One of my favourite non-fiction books is Bluestockings by Jane Robinson, a study of a group of indomitable women of the late nineteenth and early twentieth centuries who were at the vanguard of the rights of women to have a quality education in the UK.
When you consider how women outnumber men in Higher Education and that more women are training to be doctors and vets than men, it shows how female education has undergone a revolution in the UK in just over a hundred years.
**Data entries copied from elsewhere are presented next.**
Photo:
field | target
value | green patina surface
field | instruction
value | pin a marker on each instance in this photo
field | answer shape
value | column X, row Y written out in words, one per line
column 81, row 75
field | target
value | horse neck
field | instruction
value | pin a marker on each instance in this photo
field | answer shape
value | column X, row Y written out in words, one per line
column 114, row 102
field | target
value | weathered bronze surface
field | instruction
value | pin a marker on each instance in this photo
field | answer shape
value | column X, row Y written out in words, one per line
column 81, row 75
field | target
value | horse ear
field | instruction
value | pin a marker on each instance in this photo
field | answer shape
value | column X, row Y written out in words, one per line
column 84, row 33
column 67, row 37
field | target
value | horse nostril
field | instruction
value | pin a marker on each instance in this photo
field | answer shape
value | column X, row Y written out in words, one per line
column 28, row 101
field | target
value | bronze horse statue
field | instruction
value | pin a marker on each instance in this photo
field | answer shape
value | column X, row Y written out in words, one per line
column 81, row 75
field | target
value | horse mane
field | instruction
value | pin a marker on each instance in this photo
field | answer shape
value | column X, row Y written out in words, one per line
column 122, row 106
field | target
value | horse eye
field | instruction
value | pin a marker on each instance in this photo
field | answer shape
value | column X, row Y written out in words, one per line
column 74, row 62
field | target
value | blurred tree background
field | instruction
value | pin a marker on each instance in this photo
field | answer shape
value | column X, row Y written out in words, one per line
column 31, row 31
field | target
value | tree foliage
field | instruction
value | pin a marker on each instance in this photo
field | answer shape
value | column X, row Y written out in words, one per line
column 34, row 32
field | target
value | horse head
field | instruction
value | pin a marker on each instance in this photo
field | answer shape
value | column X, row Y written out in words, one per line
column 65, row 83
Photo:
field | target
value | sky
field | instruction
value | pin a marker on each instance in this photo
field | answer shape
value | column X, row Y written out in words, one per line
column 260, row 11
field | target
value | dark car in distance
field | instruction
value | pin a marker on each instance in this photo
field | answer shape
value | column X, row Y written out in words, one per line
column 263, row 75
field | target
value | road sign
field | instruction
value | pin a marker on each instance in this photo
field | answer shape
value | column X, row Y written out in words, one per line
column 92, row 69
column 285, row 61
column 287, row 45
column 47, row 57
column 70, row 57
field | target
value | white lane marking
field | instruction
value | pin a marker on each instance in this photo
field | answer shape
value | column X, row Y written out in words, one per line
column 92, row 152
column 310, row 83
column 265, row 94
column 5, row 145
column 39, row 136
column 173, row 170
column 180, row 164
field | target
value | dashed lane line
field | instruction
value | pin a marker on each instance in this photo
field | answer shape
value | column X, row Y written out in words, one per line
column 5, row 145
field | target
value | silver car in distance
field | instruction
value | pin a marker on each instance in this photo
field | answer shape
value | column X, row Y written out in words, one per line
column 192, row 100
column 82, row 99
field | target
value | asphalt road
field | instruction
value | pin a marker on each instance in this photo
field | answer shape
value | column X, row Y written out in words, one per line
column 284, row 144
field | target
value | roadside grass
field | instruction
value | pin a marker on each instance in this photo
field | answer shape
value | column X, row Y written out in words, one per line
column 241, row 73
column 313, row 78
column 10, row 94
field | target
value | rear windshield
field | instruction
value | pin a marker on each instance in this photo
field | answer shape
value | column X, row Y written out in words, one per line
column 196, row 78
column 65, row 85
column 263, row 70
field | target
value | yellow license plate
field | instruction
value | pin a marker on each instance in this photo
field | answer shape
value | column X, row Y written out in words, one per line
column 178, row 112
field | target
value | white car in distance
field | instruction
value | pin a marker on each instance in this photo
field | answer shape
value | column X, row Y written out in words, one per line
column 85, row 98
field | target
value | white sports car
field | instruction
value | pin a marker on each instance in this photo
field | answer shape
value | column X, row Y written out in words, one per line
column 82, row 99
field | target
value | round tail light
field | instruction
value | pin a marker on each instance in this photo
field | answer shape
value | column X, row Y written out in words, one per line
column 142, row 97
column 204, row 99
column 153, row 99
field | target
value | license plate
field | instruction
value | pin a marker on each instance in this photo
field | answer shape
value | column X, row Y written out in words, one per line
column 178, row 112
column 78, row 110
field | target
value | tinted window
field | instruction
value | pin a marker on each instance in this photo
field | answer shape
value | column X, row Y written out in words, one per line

Therefore, as the very proud Head of a girls’ school, a school that has had its roots in the city of Durham since the 1880s, I feel it incumbent upon me to emphasise to our pupils what strides educational opportunities has made for all in this nation, and women in particular. This is of particular resonance to me when one considers the possible future educational outcomes for girls and young women in Afghanistan as the new Taliban regime comes into government. At the first assembly of this academic year, as I surveyed the new Year 7s in their oversized blazers, shiny shoes and even shiner, happy faces, I had a real profound sense of sadness at the probable fate of girls of a similar age in Kabul, Herat and all the other Afghan provinces, where educational rights may be in danger of disappearing or at least severely curtailed. In early September, Afghan women protested on the streets of Kabul to rail against the loss of freedoms that this regime has imposed, and many were then beaten by Taliban soldiers. One protester was quoting as saying that the Taliban have told women that they have no place in the new order. How can those hard-won freedoms and opportunities that emerged after the deposition of the Taliban in 2001 be under threat of extinction?
One of the earliest casualties of the emergence of the Taliban 2.0 is SOLA, which was the only girls’ boarding school in Afghanistan. The Headteacher, Shabana Basii-Rasikh, is still only 31 years old and helped co-found this institution when she was a teenager. Once it became apparent that girls’ secondary education was in jeopardy in Afghanistan, she and her students fled to Rwanda, where they have sought asylum and have set up a new school. Before she left, Basii-Rasikh is reputed to have destroyed all her students’ records so that there could be no repercussions for her students or their family members. How tragic that names had to be expunged from a school register to protect lives.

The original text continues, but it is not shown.